The PC is the hub of everything.
For a start, PCs, even in a world without HP, is still the most popular 'personal computing' device there is. Point one is that the PC is the most popular non-handheld device in the world. Frankly, the PC is the hub of all computing, and I doubt anyone can really dispute that. Point two takes into account the projected figures, suggesting that while desktop sales sales are about half that of portable PC sales worldwide, the total PC market in just four years will reach over half a billion in total. And while it may be somewhat of a lazy or simplistic view, point three is that desktops, laptops and PCs are simply more powerful than their tablet or 'post-PC' counterparts. People are opting for more powerful, cheaper and expandable machines than fixed-capacity, expensive tablets.
The Wintel architecture is 30 years old...

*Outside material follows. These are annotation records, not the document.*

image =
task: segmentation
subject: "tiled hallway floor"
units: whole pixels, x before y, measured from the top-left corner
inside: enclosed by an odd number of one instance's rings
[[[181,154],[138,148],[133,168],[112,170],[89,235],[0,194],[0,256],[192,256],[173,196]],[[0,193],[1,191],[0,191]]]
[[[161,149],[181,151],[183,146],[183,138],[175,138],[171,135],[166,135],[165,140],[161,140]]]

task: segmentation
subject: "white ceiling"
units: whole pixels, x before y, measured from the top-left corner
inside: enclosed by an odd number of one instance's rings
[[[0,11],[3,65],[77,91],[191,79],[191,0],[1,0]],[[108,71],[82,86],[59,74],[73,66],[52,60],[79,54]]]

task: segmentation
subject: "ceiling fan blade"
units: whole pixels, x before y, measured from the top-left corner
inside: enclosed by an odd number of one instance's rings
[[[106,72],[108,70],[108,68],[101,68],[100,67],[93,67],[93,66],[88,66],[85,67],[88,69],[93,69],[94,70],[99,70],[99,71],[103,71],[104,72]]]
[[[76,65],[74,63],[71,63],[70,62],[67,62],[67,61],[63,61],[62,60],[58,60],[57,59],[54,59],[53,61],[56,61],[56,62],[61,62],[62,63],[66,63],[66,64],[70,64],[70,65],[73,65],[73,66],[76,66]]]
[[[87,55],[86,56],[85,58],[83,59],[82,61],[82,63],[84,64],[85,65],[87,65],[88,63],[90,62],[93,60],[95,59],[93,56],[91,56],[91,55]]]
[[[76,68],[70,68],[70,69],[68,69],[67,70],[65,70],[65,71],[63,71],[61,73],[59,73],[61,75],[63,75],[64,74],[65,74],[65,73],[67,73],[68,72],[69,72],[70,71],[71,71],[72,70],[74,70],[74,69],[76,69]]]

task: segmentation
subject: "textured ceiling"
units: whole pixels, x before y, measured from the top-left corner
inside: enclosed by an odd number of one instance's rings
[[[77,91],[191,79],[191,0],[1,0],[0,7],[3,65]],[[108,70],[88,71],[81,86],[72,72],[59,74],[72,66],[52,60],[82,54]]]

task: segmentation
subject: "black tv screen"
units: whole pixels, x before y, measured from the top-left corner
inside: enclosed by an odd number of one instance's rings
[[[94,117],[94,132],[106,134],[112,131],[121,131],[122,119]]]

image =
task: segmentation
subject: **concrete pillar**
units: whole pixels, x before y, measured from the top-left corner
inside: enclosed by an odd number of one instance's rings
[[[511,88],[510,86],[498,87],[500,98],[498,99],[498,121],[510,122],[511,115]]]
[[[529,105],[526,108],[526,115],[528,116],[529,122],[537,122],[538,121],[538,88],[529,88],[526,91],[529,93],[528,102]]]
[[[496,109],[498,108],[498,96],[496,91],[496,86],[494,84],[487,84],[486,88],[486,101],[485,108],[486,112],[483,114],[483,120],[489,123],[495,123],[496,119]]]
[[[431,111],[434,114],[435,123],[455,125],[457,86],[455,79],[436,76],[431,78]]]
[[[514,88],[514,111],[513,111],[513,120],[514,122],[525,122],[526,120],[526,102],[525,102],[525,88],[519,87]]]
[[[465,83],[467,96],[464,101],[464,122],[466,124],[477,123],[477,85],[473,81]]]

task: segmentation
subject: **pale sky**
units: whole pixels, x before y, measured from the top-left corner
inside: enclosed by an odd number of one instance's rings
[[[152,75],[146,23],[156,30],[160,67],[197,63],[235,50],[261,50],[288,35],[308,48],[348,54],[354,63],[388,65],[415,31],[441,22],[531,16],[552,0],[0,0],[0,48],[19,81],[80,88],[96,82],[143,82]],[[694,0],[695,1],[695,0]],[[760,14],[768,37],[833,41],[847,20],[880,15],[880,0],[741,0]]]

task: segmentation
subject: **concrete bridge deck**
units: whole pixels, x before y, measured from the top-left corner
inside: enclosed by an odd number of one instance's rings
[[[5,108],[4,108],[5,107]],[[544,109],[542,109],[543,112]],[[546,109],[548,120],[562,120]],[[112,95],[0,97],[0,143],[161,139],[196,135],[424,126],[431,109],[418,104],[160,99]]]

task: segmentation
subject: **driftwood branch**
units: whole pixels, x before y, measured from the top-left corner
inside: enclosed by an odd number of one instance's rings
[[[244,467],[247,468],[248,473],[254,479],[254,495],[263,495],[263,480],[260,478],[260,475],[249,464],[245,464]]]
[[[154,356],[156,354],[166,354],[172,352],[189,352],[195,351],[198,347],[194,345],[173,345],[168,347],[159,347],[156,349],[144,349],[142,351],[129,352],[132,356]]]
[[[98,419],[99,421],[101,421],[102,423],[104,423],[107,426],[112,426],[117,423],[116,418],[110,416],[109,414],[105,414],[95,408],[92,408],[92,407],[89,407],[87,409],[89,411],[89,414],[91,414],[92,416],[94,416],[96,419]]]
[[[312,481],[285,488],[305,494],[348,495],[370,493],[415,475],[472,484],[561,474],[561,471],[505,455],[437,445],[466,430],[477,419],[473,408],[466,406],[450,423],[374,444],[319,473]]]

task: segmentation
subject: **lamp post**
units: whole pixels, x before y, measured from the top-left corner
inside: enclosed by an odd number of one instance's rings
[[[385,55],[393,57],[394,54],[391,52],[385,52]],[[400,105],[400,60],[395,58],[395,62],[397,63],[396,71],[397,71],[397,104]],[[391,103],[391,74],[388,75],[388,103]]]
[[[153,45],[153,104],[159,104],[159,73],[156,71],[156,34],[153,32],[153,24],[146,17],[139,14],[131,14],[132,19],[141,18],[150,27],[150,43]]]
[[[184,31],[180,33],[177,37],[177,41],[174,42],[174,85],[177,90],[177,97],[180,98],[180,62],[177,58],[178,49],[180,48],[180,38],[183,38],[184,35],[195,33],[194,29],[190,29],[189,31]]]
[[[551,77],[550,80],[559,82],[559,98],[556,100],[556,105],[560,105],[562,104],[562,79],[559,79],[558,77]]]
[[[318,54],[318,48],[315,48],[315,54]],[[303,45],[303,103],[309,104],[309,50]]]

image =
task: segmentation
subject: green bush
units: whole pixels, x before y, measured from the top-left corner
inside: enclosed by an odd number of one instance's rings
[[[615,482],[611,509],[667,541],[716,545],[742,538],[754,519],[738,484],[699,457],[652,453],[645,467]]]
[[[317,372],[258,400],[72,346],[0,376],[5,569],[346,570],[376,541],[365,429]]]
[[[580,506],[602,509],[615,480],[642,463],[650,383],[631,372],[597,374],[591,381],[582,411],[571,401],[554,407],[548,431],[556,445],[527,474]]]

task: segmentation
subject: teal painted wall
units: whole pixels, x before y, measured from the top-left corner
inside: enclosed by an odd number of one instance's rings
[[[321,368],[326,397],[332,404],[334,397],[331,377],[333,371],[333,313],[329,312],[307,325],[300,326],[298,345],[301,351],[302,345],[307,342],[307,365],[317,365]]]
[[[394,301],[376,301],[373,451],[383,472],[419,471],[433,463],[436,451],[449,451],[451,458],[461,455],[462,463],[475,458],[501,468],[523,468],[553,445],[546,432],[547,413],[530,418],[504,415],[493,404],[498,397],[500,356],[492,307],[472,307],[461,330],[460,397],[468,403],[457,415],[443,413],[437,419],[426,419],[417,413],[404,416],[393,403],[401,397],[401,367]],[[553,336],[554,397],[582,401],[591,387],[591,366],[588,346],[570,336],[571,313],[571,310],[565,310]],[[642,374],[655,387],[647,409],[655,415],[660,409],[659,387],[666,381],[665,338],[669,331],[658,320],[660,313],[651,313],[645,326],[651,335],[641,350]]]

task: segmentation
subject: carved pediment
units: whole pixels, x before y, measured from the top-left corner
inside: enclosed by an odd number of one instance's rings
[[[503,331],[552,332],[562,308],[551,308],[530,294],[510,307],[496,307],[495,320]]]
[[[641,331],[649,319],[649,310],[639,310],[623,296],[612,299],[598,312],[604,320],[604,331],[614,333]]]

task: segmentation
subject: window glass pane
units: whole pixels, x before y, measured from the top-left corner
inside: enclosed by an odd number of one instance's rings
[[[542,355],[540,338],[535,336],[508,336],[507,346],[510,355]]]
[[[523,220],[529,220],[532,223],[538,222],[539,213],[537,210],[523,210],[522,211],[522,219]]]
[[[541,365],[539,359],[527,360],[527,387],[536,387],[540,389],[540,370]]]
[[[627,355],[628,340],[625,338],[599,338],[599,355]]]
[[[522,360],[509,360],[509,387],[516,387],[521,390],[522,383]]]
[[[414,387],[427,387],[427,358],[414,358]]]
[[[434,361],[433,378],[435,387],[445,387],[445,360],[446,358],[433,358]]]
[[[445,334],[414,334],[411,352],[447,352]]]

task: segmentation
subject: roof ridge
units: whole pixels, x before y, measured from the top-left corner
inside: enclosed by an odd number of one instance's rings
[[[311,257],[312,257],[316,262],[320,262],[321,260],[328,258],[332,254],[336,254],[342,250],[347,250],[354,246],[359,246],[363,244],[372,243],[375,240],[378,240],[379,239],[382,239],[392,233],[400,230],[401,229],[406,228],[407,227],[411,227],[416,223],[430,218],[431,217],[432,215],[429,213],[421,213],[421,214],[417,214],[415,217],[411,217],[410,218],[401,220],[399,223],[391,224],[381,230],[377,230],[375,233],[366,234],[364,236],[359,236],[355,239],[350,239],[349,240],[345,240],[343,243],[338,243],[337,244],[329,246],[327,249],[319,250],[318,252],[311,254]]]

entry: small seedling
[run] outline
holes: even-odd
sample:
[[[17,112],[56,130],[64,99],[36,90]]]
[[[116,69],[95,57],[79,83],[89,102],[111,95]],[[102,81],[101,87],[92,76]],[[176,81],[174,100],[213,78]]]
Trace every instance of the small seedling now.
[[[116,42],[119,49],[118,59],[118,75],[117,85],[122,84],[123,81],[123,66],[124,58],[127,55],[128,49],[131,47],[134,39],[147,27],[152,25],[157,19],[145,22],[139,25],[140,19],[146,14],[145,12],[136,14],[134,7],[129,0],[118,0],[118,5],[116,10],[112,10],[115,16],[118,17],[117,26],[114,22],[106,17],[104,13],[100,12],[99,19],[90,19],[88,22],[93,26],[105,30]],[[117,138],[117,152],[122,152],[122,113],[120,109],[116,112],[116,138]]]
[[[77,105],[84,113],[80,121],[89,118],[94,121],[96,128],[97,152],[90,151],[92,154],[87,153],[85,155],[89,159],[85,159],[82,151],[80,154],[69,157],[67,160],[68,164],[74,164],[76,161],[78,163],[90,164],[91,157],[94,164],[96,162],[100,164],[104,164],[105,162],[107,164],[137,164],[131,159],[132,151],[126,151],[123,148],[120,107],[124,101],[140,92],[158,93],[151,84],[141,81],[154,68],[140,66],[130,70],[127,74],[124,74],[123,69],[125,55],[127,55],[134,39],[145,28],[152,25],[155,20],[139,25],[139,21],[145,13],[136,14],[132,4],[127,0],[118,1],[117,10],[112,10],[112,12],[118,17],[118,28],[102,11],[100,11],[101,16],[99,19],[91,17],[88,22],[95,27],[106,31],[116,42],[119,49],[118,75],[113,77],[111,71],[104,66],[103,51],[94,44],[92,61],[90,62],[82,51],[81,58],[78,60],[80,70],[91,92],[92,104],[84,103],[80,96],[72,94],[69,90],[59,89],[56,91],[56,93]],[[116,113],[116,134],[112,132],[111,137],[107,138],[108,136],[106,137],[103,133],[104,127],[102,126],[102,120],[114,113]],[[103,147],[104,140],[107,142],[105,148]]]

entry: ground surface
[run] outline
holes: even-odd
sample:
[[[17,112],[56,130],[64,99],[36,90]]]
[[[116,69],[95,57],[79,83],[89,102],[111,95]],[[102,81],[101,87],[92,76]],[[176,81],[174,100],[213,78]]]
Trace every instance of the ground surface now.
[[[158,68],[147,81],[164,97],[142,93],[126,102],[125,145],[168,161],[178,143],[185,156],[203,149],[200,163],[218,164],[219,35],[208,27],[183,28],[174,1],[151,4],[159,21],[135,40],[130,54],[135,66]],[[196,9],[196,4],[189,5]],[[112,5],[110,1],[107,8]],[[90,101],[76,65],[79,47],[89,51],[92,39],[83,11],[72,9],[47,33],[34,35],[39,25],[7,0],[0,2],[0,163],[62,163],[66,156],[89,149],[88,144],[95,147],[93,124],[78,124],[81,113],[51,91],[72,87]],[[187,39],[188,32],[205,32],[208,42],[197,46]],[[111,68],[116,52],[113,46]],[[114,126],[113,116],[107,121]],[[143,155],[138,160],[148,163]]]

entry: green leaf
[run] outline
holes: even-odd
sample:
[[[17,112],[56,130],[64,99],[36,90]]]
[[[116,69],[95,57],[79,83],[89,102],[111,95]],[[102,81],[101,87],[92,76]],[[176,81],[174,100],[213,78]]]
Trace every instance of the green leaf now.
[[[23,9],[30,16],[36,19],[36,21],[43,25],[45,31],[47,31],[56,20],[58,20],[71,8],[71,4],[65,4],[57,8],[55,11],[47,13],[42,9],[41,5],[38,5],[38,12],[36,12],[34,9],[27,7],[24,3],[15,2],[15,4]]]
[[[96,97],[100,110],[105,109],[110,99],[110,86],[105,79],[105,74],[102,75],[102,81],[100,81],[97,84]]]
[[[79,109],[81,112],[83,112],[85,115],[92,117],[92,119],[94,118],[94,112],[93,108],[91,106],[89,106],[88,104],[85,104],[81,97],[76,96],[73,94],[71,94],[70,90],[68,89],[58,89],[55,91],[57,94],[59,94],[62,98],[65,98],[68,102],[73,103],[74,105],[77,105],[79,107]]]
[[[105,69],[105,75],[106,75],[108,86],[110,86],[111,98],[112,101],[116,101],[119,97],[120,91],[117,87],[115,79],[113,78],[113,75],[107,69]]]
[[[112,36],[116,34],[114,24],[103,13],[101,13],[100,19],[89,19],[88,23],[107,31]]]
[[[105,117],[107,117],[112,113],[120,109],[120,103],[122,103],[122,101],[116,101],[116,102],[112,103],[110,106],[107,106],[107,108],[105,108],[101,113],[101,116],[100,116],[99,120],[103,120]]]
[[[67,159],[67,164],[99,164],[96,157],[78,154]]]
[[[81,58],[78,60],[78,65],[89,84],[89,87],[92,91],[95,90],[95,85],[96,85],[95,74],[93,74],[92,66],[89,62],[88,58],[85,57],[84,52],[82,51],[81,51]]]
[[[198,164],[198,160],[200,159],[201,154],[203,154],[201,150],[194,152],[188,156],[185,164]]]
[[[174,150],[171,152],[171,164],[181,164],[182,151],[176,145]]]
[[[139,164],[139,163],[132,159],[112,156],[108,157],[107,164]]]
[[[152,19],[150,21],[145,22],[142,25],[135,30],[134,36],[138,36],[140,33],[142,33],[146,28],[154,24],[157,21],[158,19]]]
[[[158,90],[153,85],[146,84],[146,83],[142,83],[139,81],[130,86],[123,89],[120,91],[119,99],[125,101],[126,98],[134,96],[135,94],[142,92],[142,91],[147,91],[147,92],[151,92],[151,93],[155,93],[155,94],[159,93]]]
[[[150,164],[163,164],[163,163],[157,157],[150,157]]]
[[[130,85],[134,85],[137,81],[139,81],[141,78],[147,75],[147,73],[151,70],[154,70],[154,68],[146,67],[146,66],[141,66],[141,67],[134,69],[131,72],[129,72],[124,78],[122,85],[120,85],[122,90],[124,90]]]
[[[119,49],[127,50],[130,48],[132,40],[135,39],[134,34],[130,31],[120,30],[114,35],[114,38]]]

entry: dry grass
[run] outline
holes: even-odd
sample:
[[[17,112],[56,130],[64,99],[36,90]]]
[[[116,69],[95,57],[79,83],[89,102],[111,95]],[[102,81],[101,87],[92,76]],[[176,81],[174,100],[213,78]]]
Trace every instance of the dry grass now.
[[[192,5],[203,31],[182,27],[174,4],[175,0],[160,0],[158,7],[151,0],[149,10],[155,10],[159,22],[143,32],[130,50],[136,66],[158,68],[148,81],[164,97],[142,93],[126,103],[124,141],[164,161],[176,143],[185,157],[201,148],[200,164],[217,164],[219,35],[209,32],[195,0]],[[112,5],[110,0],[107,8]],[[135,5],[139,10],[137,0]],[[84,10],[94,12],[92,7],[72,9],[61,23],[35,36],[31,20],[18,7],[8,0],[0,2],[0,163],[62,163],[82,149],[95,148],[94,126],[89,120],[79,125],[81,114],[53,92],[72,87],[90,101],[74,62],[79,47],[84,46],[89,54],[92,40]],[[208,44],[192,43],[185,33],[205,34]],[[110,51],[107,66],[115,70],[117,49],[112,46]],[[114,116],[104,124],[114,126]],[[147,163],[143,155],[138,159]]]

The architecture has reached a level of diminishing marginal returns in its ability to continue to scale in both processor performance and also ability to compete as a best of class "Green" microprocessor architecture in terms of heat generation and power efficiency when compared to other architectures such as ARM and PowerPC. Increasing reliance on cloud computing, virtualization and server-based applications (Web/VDI) will further reduce the need for heavily localized processing or reduce it to a very niche market of users that require powerful content-creation workstations. The movement toward SoC's (Systems on a Chip) and very large scale integration and component consolidation will move the industry towards ARM-based and similar low-power systems architectures that will manifest themselves in multiple form factors.
"Post-PC" is just a buzzword
Definition means everything. We're still living in a world where the PC is vital for survival. Netbooks are filling a logical void, and tablets may be the natural evolution of what the PC is becoming. But post-PC tablets will wear out soon, once the world gets bored of the latest technological fashion trend.
The PC is dead
The traditional personal computing experience of having a mouse, a keyboard and a GUI isn't not going away. But the x86-based Wintel PC will soon be extinct.
The ARM architecture, which runs at the core of the iPad and Android tablets and every major smartphone platform, is a target for Microsoft's upcoming Windows 8. So even from Redmond's perspective, the x86 is entering its final years as a viable personal computing platform. Microsoft says Samsung -- and other manufacturers -- are going to build RDSH clients into their monitors. In fact, Windows 8 is likely to be more popular in VDI and tablets than on PCs.
The platform delivering our personal computing experience in the next decade will bear no resemblance whatsoever to the PC we are using right now.
Personal computing is not dead. But the PC IS dead.
The verdict is in and my judgment goes against the crowd
Jason Perlow is the winner in what was a tight debate. I ranked each answer from the debaters and gave Perlow a very slight edge. Yes, the post PC era lingo boils down to marketing, but mobility ultimately changes the equation. The next generation will look at the traditional PC set-up and go "huh?" Your friendly neighborhood 4-year-old already goes to a TV, touches the screen and wonders why nothing moves. Personal computing won't go away, but the PC needs some reinvention stat. One wild card may be that tablets at some future date are called PCs.